Les femmes explorent le potentiel d’entrepreneuriat lors d’une conférence économique

SUMMERSIDE – Une douzaine de femmes qui ont déjà une entreprise ou qui aimeraient se lancer en affaires ont indiqué que bon nombre d’obstacles leur bloquent souvent le chemin, lors d’une conférence économique pour femmes à Summerside le 24 octobre.

La conférence fut organisée par l’Association des femmes acadiennes et francophones de l’Î.-P.-É. en collaboration avec RDÉE Île-du-Prince-Édouard. Le financement pour la soirée est parvenu de l’Agence de promotion économique du Canada atlantique (APÉCA).

Les femmes ont indiqué qu’elles aimeraient bien recevoir de la formation sur le démarrage d’une entreprise, accès à plus de fonds gouvernementaux pour les aider au cours des deux ou trois premières années d’opération et accès à une expertise dans le domaine du marketing et de la gestion financière.

Certaines ont mentionné qu’un des gros obstacles à l’entrepreneuriat est le fait que les entrepreneurs ne sont pas éligibles aux congés de maternité et ont difficilement accès aux avantages sociaux en raison des coûts si élevés.

Les participantes ont d’abord eu l’occasion de s’informer sur les services qui leur sont offerts par diverses agences et ministères gouvernementaux et paragouvernementaux. Lisa Rousselle leur a parlé des programmes de Développement des ressources humaines Canada, Tammy MacWilliams leur a présenté les informations sur les services de l’APÉCA et du Centre de services aux entreprises Canada/Î.-P.-É. et Janine Arsenault leur a parlé des services de RDÉE Île-du-Prince-Édouard.

L’animatrice Angie Cormier a ensuite fait un exposé général du projet « Des pas vers l’avant ». En gros, ce projet a été conçu dans le but d’améliorer la situation économique des femmes acadiennes et francophones de l’Île afin de leur permettre d’atteindre une meilleure autonomie et sécurité économiques et des emplois. Pour ce faire, le projet a entrepris, entre autres, une enquête provinciale afin de déterminer les barrières qui empêchent les femmes en question d’atteindre ce statut. Les résultats de cette enquête en ce qui touche l’entrepreneuriat chez les femmes ont été présentés.

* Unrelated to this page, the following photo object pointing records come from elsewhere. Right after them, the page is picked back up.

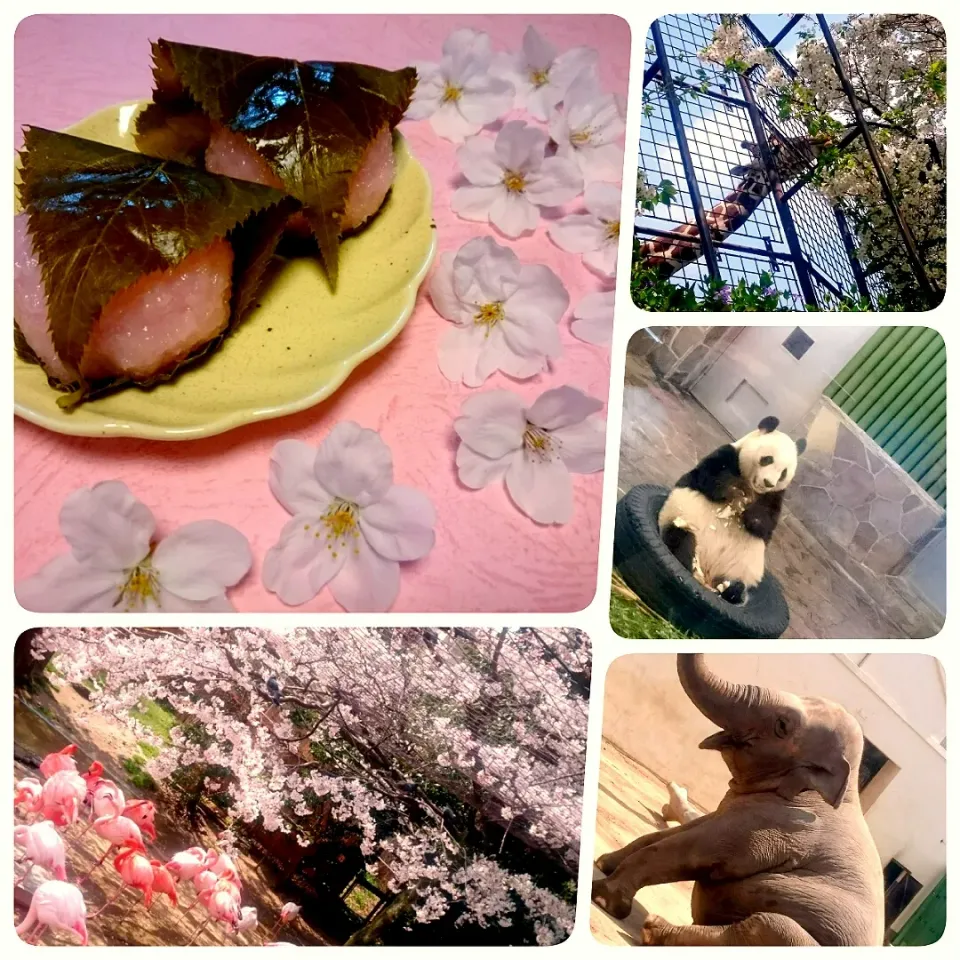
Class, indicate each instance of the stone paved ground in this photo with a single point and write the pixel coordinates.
(665, 432)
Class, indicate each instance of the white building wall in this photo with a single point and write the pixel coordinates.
(648, 716)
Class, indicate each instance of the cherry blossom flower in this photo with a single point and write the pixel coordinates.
(458, 95)
(593, 318)
(505, 313)
(115, 564)
(596, 233)
(588, 129)
(533, 448)
(351, 527)
(538, 75)
(510, 179)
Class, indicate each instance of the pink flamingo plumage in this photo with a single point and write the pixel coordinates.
(142, 813)
(43, 847)
(61, 760)
(61, 797)
(55, 904)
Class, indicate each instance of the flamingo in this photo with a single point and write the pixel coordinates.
(43, 847)
(186, 864)
(117, 831)
(61, 760)
(288, 912)
(142, 813)
(59, 905)
(61, 797)
(135, 871)
(27, 796)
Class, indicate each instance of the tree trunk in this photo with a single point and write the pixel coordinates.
(28, 671)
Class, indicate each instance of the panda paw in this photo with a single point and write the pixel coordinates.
(734, 591)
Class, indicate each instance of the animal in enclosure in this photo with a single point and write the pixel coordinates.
(721, 515)
(787, 858)
(790, 156)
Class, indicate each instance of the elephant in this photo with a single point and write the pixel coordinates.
(787, 858)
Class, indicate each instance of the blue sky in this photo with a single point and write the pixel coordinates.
(772, 23)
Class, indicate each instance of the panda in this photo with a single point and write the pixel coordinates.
(720, 516)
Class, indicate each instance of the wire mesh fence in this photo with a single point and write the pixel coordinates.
(702, 126)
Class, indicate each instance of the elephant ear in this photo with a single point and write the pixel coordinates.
(830, 783)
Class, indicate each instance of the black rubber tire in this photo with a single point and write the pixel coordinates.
(658, 578)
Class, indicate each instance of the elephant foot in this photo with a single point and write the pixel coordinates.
(610, 901)
(655, 931)
(606, 864)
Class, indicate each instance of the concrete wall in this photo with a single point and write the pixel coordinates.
(898, 699)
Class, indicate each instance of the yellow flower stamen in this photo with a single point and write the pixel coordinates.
(538, 442)
(513, 181)
(341, 522)
(140, 588)
(539, 77)
(489, 315)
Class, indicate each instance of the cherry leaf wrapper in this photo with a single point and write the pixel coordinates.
(310, 121)
(99, 218)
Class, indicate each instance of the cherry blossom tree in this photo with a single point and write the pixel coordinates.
(896, 64)
(397, 732)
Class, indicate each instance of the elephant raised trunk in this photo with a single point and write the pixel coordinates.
(731, 706)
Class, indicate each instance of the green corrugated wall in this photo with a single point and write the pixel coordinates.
(895, 389)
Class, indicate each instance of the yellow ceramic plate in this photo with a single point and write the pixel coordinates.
(288, 354)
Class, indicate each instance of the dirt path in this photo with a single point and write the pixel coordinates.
(126, 921)
(628, 806)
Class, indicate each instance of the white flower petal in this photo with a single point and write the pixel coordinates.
(541, 488)
(581, 445)
(492, 423)
(441, 291)
(603, 200)
(200, 560)
(603, 261)
(476, 471)
(368, 583)
(449, 123)
(539, 291)
(513, 214)
(593, 318)
(353, 463)
(107, 526)
(578, 233)
(485, 272)
(562, 407)
(538, 52)
(400, 526)
(485, 99)
(65, 586)
(557, 181)
(458, 352)
(301, 563)
(479, 162)
(292, 480)
(475, 203)
(520, 147)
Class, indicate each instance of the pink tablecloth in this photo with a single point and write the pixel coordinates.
(488, 557)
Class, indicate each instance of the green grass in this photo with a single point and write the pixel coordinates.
(156, 718)
(137, 775)
(630, 618)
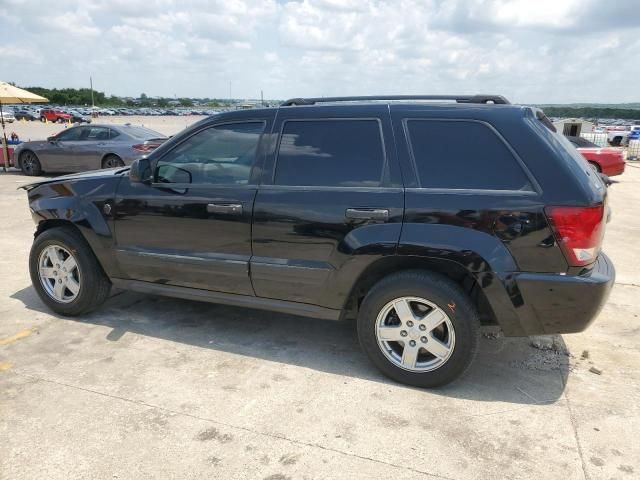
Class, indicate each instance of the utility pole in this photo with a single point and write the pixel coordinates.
(91, 85)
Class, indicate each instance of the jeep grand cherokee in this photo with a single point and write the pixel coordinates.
(423, 217)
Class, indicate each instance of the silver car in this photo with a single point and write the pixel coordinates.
(88, 147)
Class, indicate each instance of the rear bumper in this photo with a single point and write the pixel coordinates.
(614, 169)
(553, 303)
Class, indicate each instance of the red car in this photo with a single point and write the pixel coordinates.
(609, 161)
(54, 115)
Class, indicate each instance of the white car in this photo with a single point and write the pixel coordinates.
(8, 117)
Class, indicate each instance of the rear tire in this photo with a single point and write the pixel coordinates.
(30, 164)
(432, 299)
(112, 161)
(65, 273)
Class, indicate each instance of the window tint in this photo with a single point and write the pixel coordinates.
(70, 135)
(220, 155)
(330, 153)
(463, 155)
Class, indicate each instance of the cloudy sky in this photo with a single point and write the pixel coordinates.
(532, 51)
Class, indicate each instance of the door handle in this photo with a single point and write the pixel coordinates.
(380, 214)
(225, 208)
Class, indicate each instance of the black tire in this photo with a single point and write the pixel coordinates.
(443, 293)
(94, 284)
(30, 164)
(112, 161)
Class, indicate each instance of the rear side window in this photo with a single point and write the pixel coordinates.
(332, 153)
(463, 155)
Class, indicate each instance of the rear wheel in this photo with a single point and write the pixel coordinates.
(419, 328)
(112, 161)
(29, 163)
(65, 273)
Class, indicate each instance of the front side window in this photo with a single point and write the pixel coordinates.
(73, 134)
(333, 153)
(221, 155)
(463, 155)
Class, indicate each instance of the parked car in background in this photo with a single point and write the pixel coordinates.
(607, 160)
(87, 148)
(25, 115)
(52, 115)
(349, 209)
(8, 117)
(617, 136)
(77, 117)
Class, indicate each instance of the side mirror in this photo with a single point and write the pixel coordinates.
(140, 171)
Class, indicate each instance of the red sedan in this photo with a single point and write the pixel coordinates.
(609, 161)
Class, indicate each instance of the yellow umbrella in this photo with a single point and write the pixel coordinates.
(11, 94)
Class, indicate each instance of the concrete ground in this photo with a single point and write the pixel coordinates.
(150, 387)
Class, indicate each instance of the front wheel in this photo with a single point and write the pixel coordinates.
(65, 273)
(112, 161)
(419, 328)
(29, 164)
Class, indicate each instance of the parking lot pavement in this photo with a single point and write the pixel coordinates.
(150, 387)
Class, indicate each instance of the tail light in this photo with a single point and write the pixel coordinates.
(145, 147)
(579, 232)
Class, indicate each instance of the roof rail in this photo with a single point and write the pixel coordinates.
(486, 99)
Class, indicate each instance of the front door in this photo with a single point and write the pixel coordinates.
(191, 227)
(95, 141)
(330, 204)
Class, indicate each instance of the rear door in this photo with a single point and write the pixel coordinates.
(331, 202)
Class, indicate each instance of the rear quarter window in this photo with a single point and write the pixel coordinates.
(465, 154)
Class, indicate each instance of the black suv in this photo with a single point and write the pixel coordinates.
(423, 217)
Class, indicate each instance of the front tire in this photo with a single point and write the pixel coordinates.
(65, 273)
(112, 161)
(30, 164)
(419, 328)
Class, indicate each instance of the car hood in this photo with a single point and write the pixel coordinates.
(600, 151)
(74, 177)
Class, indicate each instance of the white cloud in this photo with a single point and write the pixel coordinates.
(531, 51)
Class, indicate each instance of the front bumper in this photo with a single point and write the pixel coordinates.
(554, 303)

Les six grands besoins sont :

– les services de bureau communautaires et par télétravail;

– les services de santé communautaires en français pour les ainé(e)s et la petite enfance;

– les services de menuiserie, de rénovation et d’entretien des foyers et des bâtiments;

– la production dans le secteur du développement culturel et artisanal;

– les services de traiteurs;

– et les services en horticulture.

Les participantes à la conférence ont alors entamé une discussion sur les besoins des femmes entrepreneures. Cette activité a pris forme de jeu de budgétisation. On simulait un financement de 10 000 $ du gouvernement et elles devraient préparer un budget ministériel afin de combler les besoins en ce qui a trait au démarrage d’une entreprise.

On alors pu déterminer les priorités des participantes en examinant les montants accordés pour chacun des items budgétaires. Ces priorités, en ordre, sont la formation, le financement, le démarrage, la gestion financière, le marketing, l’appui aux micro-entreprises, les ressources humaines, les entreprises à domicile et, finalement, l’information et la motivation à l’entrepreneurship.

Suite à une suggestion des participantes, l’association étudiera la possibilité d’organiser un sommet des femmes entrepreneures en Atlantique.

Les besoins et les préoccupations identifiés lors de la conférence aideront à orienter les plans d’action de la prochaine année de l’Association des femmes acadiennes et francophones, RDÉE Île-du-Prince-Édouard et de la Chambre de commerce acadienne et francophone de l’Île-du-Prince-Édouard.